Este comisario –el último, quizá, de los hombres nobles- se sitúa, a menudo con encuadres estrechísimos, en habitaciones claustrofóbicas. Las primeras tomas son manuales y nerviosas, ya que la cámara tiembla, literalmente, en presencia de la joven asustada. Pero a medida que Depardieu se convierte en el centro de atención, la filmación se vuelve más tranquila y observadora. No hay un mejor París invernal de posguerra en las últimas décadas. Leconte mantiene una mirada baja y rara vez la eleva por encima del nivel de la calle. La paleta desvaída y los interiores casi sepia nos indican en qué mundo se mueve Maigret y sólo cuando la investigación le lleva hasta un estudio de cine, y luego a una boda de sociedad, las sedas brillantes y los manteles almidonados nos hacen olvidar, por un instante, que el mundo fue, es y será, en el fondo, un lugar frío. El breve plano de un vestido ensangrentado sobre un atril, transportado desde un pasillo en penumbra, es quizá uno de los más imborrables que se hayan visto el año pasado en la gran pantalla.

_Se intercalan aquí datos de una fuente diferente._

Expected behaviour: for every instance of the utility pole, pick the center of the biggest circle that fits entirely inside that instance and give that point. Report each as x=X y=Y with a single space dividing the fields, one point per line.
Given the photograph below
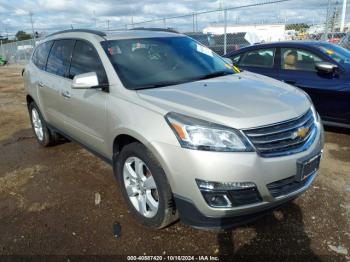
x=343 y=15
x=327 y=17
x=225 y=31
x=193 y=22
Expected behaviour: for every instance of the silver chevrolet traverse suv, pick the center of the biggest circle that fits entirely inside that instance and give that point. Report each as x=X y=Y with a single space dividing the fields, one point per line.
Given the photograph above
x=188 y=136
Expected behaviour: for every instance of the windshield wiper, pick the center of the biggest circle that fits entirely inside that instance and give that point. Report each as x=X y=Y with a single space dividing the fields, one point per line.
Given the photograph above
x=161 y=84
x=216 y=74
x=170 y=83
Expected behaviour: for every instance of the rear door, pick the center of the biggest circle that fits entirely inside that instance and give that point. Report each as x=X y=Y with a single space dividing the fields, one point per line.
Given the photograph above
x=85 y=109
x=326 y=91
x=52 y=81
x=261 y=61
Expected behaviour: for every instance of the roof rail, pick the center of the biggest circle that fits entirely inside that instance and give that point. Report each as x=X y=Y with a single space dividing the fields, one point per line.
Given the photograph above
x=170 y=30
x=95 y=32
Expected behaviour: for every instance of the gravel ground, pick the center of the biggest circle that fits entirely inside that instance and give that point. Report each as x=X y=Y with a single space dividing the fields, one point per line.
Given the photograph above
x=48 y=207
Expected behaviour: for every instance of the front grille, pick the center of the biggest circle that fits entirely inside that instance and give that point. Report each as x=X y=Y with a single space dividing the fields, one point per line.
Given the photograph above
x=289 y=137
x=287 y=186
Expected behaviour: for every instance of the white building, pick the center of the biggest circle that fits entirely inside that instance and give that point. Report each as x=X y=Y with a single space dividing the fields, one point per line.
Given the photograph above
x=266 y=33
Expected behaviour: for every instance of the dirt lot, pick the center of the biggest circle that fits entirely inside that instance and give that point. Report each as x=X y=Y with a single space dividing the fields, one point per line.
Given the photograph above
x=47 y=203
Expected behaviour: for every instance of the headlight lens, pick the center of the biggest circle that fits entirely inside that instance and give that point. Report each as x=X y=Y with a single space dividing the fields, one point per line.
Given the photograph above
x=202 y=135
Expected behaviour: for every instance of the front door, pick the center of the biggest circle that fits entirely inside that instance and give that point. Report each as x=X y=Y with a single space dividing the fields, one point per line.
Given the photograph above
x=85 y=109
x=326 y=90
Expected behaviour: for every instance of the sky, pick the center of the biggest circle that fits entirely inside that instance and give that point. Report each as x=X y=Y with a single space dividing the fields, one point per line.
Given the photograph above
x=52 y=15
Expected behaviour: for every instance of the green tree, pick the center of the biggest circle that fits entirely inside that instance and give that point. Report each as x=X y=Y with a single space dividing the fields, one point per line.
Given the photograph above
x=21 y=35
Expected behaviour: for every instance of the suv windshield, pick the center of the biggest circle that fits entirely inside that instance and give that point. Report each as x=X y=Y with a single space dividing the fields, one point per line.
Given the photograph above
x=161 y=61
x=339 y=54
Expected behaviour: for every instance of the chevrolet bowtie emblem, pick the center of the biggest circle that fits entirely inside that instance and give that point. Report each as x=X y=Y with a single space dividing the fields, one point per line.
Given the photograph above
x=301 y=132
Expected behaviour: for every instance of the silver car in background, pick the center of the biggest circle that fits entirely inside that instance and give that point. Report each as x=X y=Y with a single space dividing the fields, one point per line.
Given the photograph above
x=187 y=135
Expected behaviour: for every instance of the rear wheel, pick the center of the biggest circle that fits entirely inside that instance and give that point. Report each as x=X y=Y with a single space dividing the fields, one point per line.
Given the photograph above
x=43 y=134
x=145 y=187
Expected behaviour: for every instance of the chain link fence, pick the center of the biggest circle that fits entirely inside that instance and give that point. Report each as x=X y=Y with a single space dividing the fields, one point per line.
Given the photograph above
x=223 y=30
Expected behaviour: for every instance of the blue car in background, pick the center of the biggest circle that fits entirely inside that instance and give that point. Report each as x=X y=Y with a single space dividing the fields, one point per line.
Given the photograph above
x=319 y=68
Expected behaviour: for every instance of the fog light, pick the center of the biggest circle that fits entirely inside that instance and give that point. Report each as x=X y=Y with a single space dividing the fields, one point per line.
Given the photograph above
x=208 y=185
x=217 y=199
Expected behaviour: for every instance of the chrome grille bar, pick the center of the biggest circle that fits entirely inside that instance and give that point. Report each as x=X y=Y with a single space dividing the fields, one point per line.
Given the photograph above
x=284 y=138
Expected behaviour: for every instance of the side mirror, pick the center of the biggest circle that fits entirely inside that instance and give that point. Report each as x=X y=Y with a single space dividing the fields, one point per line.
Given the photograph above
x=228 y=61
x=325 y=67
x=85 y=81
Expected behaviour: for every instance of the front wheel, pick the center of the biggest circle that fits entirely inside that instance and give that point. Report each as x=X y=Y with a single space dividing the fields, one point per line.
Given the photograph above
x=43 y=134
x=145 y=187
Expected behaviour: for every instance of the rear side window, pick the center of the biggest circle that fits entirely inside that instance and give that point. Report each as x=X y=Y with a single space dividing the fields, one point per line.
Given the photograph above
x=258 y=58
x=41 y=53
x=59 y=58
x=85 y=60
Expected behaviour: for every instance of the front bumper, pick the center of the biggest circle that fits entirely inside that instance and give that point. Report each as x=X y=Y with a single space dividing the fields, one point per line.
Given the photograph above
x=184 y=166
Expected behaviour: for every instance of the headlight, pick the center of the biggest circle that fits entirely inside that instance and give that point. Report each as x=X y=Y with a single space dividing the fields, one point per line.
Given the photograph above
x=202 y=135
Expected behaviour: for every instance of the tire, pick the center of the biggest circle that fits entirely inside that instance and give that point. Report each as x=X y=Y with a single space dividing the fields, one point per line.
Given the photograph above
x=166 y=212
x=46 y=137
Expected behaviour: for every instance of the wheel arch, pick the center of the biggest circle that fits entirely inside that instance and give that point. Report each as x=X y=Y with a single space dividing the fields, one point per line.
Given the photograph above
x=128 y=136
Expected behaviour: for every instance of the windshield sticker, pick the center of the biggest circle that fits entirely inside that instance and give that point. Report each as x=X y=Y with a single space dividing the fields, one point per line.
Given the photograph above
x=236 y=69
x=204 y=50
x=330 y=52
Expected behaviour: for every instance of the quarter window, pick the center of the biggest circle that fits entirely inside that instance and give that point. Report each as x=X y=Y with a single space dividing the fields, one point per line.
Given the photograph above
x=59 y=58
x=85 y=60
x=235 y=59
x=40 y=55
x=298 y=59
x=258 y=58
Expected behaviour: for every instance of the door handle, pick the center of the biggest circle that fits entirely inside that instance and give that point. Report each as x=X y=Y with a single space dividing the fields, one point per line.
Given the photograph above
x=66 y=94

La de Leconte es, sin duda, una poderosísima entrada en el canon de Maigret. El amigo de Gide y Brasillach estaría orgulloso pues, igual que a él, al director sólo le importan esos diálogos que se dicen en voz baja, como si únicamente de esa forma ciertos monstruos cotidianos pudiesen permanecen en su letargo. Todo es mínimo en este monumento erigido a la melancolía. Simenon ya ha suprimido antes lo que sobra. Su héroe se desvanece. En el papel queda apenas un rastro. Indeleble, como una sombra discreta y solitaria.